George Jean Nathan said a hundred years ago that ‘bad officials are elected by good citizens who do not vote’.
This statement is as true today as it was back then.
This is a call to action. For all those young potential voters, for those who feel disengaged with politics and democracy, for those apathetic to political challenges but also those highly involved and playing a role in their communities and society as a whole.
These are the facts: More than three-fifths of 18-24 year olds do not vote and the number of young people voting has not reached the threshold of 50% for the past 25 years.
This means more than 2.5 million young people have not had their say for over quarter of the century. Why, you ask yourself?
From a young person’s perspective our democratic institutions often have nothing to offer them. Firstly, there seems to be no response to their voices, even if they try to reach out. Tuition fees protests and riots demonstrated total lack of trust in our democratic system, or rather in the decision-making process.

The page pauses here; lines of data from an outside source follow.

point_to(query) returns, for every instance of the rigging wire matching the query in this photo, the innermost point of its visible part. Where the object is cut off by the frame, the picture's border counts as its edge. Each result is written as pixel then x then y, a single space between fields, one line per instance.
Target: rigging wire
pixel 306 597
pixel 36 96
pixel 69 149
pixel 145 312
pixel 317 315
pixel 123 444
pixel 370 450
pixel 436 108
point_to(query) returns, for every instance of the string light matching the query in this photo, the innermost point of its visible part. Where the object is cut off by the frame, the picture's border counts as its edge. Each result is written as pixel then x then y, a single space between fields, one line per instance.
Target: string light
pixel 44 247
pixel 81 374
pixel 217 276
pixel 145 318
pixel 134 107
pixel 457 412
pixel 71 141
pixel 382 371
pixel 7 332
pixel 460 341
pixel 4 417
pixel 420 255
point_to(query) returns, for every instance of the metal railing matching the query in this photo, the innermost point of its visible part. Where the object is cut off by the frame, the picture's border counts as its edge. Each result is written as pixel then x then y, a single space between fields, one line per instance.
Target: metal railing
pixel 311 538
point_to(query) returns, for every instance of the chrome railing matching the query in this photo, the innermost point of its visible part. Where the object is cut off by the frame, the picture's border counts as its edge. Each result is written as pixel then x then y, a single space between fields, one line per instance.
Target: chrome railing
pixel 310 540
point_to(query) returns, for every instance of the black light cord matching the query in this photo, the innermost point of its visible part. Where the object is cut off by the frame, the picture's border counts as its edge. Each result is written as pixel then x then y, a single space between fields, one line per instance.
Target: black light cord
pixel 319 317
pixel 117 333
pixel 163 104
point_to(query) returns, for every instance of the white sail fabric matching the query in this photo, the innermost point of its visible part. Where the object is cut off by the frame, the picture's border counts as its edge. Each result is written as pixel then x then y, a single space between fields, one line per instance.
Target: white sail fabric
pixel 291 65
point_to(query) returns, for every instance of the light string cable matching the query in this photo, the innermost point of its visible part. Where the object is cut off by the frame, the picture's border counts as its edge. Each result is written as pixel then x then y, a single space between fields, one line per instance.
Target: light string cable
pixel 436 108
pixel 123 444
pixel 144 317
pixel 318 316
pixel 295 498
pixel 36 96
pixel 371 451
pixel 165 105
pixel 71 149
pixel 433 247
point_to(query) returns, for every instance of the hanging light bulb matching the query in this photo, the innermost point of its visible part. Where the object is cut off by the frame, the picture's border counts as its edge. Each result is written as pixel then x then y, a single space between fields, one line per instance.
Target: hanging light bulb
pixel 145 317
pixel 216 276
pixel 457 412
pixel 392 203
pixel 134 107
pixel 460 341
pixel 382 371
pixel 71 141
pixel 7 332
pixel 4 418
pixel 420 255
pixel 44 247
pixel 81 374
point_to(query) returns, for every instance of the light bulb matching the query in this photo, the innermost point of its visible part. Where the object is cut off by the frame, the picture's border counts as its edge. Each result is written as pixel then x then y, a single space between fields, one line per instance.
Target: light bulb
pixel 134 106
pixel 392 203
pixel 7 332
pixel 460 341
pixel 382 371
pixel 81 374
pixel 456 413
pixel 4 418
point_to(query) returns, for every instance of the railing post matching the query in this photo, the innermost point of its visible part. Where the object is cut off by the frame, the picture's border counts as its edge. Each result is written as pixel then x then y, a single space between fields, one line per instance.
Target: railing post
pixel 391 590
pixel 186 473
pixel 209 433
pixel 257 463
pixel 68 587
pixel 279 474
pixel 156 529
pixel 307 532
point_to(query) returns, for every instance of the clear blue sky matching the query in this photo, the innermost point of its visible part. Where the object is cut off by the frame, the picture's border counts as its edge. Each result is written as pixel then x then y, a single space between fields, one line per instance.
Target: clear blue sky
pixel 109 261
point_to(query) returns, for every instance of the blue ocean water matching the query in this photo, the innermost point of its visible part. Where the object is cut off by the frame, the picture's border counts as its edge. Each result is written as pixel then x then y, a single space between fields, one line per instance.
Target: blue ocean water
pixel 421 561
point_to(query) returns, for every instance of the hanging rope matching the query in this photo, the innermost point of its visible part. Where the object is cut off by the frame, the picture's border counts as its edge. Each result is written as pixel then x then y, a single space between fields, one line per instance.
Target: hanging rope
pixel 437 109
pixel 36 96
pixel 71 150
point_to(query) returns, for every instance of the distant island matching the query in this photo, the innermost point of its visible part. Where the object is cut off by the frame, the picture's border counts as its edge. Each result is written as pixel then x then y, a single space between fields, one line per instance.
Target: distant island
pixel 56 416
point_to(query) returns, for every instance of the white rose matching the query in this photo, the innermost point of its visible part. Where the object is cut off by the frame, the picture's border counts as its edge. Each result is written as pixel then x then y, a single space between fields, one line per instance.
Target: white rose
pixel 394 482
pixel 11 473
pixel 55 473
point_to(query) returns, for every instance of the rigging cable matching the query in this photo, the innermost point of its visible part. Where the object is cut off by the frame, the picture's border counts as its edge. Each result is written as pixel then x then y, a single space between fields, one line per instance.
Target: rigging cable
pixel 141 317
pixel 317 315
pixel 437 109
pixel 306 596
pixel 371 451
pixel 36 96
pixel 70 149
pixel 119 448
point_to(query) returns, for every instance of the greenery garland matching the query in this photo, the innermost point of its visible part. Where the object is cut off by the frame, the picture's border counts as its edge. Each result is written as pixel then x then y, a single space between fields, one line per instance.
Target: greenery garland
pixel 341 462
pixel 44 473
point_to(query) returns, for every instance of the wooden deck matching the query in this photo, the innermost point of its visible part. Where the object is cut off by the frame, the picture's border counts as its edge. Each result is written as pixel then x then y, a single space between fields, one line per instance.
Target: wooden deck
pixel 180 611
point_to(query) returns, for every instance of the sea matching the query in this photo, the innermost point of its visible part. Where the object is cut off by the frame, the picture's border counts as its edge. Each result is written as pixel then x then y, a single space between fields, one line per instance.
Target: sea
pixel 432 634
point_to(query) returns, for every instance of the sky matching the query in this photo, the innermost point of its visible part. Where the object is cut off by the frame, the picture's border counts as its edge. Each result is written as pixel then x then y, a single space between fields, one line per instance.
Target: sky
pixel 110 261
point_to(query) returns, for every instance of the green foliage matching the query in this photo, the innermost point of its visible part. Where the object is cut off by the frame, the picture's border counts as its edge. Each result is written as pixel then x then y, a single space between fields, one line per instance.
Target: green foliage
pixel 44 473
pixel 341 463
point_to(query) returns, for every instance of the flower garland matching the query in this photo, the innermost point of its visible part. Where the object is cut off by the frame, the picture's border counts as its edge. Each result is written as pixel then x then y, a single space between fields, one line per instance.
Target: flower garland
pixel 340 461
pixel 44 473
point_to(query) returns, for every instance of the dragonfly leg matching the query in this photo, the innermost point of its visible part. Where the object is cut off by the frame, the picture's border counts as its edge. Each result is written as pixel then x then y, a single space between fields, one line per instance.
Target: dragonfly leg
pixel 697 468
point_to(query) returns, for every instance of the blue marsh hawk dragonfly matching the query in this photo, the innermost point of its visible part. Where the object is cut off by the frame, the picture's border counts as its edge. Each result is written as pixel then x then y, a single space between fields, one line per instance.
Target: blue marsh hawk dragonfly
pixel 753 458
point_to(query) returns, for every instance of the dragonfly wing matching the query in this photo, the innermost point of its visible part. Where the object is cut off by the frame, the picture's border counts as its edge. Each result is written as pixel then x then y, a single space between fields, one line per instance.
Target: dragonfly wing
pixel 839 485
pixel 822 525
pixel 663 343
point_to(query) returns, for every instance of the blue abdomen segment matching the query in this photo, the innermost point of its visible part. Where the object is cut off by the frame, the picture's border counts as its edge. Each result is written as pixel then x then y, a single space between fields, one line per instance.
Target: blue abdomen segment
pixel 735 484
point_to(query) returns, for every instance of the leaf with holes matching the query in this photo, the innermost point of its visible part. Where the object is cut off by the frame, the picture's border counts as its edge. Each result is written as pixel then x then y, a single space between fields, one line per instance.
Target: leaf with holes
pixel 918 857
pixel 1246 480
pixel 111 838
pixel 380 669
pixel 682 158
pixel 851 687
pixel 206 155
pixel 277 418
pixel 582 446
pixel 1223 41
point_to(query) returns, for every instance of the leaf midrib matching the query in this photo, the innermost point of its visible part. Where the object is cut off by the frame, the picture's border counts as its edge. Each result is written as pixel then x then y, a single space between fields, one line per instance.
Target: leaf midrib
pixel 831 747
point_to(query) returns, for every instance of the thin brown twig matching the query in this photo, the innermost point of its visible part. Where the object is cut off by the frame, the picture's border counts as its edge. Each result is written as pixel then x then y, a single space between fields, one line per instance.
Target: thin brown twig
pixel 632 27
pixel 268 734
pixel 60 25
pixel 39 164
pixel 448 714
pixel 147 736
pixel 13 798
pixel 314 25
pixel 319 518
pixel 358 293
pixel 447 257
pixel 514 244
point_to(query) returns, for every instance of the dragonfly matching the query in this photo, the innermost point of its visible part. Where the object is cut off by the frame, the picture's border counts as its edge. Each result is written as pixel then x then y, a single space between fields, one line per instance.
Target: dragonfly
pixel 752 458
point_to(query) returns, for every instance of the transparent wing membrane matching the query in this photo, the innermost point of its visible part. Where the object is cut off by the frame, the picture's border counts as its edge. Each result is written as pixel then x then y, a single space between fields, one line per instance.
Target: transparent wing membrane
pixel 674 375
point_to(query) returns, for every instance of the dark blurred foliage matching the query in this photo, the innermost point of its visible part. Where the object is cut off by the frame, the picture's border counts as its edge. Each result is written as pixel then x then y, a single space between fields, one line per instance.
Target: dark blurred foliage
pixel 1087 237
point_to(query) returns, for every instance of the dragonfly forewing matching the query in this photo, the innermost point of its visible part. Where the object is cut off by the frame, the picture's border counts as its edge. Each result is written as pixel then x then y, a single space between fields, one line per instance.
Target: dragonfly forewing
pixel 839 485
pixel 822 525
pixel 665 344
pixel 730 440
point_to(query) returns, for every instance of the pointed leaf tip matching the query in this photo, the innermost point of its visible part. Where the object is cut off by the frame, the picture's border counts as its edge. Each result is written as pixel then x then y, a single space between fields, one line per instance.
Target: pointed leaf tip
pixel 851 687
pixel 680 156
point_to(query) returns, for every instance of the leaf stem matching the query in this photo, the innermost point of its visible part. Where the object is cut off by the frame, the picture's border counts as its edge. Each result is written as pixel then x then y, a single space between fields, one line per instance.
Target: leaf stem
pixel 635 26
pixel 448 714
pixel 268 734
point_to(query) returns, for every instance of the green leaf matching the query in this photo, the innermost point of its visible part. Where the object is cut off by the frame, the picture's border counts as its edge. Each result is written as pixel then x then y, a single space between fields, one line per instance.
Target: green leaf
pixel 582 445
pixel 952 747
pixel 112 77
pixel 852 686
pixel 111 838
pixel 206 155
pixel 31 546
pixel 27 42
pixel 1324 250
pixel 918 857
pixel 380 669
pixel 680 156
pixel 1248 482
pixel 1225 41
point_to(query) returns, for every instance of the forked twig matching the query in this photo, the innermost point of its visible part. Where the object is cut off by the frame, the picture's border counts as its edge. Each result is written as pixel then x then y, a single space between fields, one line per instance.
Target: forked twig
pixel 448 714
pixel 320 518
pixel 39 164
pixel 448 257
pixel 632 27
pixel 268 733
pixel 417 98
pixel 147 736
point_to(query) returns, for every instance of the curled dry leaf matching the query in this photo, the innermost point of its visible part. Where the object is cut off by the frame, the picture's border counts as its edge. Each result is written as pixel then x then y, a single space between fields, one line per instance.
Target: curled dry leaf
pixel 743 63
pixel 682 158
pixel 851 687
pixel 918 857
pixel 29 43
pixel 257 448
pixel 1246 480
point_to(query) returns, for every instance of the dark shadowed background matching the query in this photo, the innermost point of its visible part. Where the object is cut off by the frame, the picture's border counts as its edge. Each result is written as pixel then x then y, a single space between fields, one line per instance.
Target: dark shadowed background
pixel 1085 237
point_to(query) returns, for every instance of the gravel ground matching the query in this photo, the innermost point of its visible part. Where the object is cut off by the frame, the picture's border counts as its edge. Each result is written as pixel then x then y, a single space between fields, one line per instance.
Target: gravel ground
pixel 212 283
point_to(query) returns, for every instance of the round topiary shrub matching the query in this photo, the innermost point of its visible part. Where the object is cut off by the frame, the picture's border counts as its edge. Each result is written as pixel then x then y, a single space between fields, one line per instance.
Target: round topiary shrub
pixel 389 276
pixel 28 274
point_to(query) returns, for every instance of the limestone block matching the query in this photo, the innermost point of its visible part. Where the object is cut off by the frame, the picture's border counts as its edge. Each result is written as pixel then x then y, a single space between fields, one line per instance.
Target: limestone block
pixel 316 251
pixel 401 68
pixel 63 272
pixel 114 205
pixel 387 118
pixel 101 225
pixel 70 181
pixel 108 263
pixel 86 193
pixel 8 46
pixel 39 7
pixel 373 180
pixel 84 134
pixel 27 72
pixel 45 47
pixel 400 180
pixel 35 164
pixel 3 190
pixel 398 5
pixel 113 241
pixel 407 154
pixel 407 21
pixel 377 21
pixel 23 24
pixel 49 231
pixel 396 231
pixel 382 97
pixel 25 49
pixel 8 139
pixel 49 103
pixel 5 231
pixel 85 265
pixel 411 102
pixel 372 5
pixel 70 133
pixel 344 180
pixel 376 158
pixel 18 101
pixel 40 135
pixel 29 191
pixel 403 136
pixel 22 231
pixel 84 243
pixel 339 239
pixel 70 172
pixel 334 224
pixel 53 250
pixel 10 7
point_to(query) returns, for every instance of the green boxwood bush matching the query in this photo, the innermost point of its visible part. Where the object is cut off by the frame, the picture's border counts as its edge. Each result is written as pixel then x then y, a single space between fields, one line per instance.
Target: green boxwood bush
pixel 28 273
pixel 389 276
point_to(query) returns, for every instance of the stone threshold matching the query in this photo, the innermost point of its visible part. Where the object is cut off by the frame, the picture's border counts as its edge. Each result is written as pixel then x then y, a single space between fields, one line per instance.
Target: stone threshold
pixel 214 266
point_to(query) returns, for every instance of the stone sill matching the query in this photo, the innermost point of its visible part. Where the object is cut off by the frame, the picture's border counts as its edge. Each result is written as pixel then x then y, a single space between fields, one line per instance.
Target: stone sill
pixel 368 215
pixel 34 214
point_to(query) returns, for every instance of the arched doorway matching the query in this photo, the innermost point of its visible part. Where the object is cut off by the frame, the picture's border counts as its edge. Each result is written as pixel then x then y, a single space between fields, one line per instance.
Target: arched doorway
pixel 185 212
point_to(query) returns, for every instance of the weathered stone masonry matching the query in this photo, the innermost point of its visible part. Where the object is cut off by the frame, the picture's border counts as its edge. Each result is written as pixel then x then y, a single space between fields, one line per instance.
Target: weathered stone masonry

Secondly, younger generations are not being taught the very basics of how to engage in the political process. There is a fundamental lack of practical knowledge about our democracy among young people coming out of education.
Thirdly, and most importantly, there was no platform of engagement and communication between young people and politics. Until now…
Having built the foundations of a nationwide grassroots network and having gained support from all major political parties, the Bite the Ballot campaign will use this to create a unique and genuinely youth-led political manifesto to give young people the chance to put across their views to policy-makers in government for the first time.
• It’s all about turnout 24 Apr 2012
With the official support from the manifesto-writers, the ‘My Manifesto’ project will help to bring about a revolutionary change in the way politicians perceive young people’s views but, most importantly, it will also give us, young people, something to vote for.
This is a chance for each and every one of us to make our voices heard. Let us challenge the common misconceptions and project our views and concerns to those in positions of power and influence.
Show them that the silent generation, a vote-not-worth-winning, is not silent anymore. Make them take into account our perceptions, problems, ideas and suggestions and let the millions of young people across the country become a strong voice in the society.
I’ve had my say – now will you have yours?